Data Management - Enterprise image strategy expands beyond radiology

November 30, 2016
By Richie Pfeiffer

The IT staff and scores of specialties are now part of multidisciplinary implementations that move many imaging tests across health system networks. As technology evolves, more health care specialties are finding value in medical imaging. More than 57 different clinical areas exchange data within their local networks and with outside providers, who typically get involved when patients:

Get CT or MR scans at a stand-alone imaging center.
Seek second opinions at an outside provider.
Need to send hospital images to a primary care or specialist provider.
Secure referrals at specialists outside their usual network.
Demand better access to their personal health information in the future.



The fact that this is happening means IT leaders and medical imaging departments must partner to create more sophisticated enterprise imaging strategies to accommodate patients’ needs for image sharing across most specialties.

Hospital and health system CIOs are taking notice, as informaticists in the different specialties tap them to organize and implement enterprise-grade image sharing. As these trends become more evident, image sharing technology is more frequently adopted at an enterprise level, driven by the CIO and the CFO with the radiology department influencing, not owning, the decision-making process.

Enterprise architecture: Image exchange built to last

How are CIOs getting involved? By moving imaging beyond storage and addressing clinical workflow pain points. An enterprise imaging strategy comprises the right tools for each “ology” to do its work — interpretation and review of images — with a user interface that gives them the quick access, resolution and perspective, covering the needs of those specialists on a given network. Each hospital and health system has a different network, different clinical needs and are all scaled to their particular patient base. But all successful imaging strategies have the following processes in common:

Cataloging all provider needs: Where are the specialists who need images? Radiology, cardiology and oncology are the usual suspects. Then emergency medicine, intensivists and referring physicians. Each group might not need deep-featured imaging tools, but still need access to images and the interpreting providers’ reports to make real-time clinical care decisions. Make a list to get a handle on the scope of the imaging strategy that facilitates collaboration between physicians — preferably in real time — to let them look at the same image on their respective monitors at the same time, allowing real-time collaboration versus verbal descriptions.

Giving the experts their due: IT staff execute the solutions for clinical problems. Talk to the specialists who are using the imaging systems and tailor an enterprise-wide implementation that solves their specific problems so they can deliver better, efficient care.

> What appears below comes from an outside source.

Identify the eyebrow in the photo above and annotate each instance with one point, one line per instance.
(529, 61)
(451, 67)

Choosing a hybrid network-and-cloud model: One side facilitates sharing within the network firewall, and the cloud component gives providers outside the firewall secure access to needed imaging studies. This enables physician collaboration outside of a network for referrals and second opinion reviews.

Selecting a partner with the most usable tools: Whatever technology vendor your organization selects, carefully choose the standard interface physicians will be using to interpret and review clinical images, and make sure not only that the correct features are built in, but that it’s intuitive to use in all of the clinical workflows. Usability isn’t a “nice to have,” it’s a “got to have.”

Rolling out first to the specialties that need it most: Chances are, if IT staff has not set up a formal imaging workflow for emergency medicine and the stroke neurologists, those specialists probably have devised an ad hoc workflow to share images. Clinicians for which treatment time is crucial will benefit the most.

Radiology remains a key entry point for images on a network. Understanding this dynamic is a crucial facet of the enterprise imaging strategy. It’s incumbent upon IT to support medical imaging’s needs. But there is a shift where there are more specialties whose imaging access and use need to be addressed. Once all of the back-end technical issues of an implementation are addressed, imaging repositories become an open system with a common viewer, integrated with the electronic medical record.

While building enterprise imaging strategies now falls on enterprise-wide decision-makers in a health system — because such strategies span specialties far beyond medical imaging (radiology, cardiology, oncology and others using PET scans, etc.) — medical imaging leaders should sit on planning committees for developing enterprise imaging strategies. After all, they were the earliest adopters of imaging among the specialties, and they have the most institutional knowledge of how the technologies and workflows dovetail to create positive patient outcomes.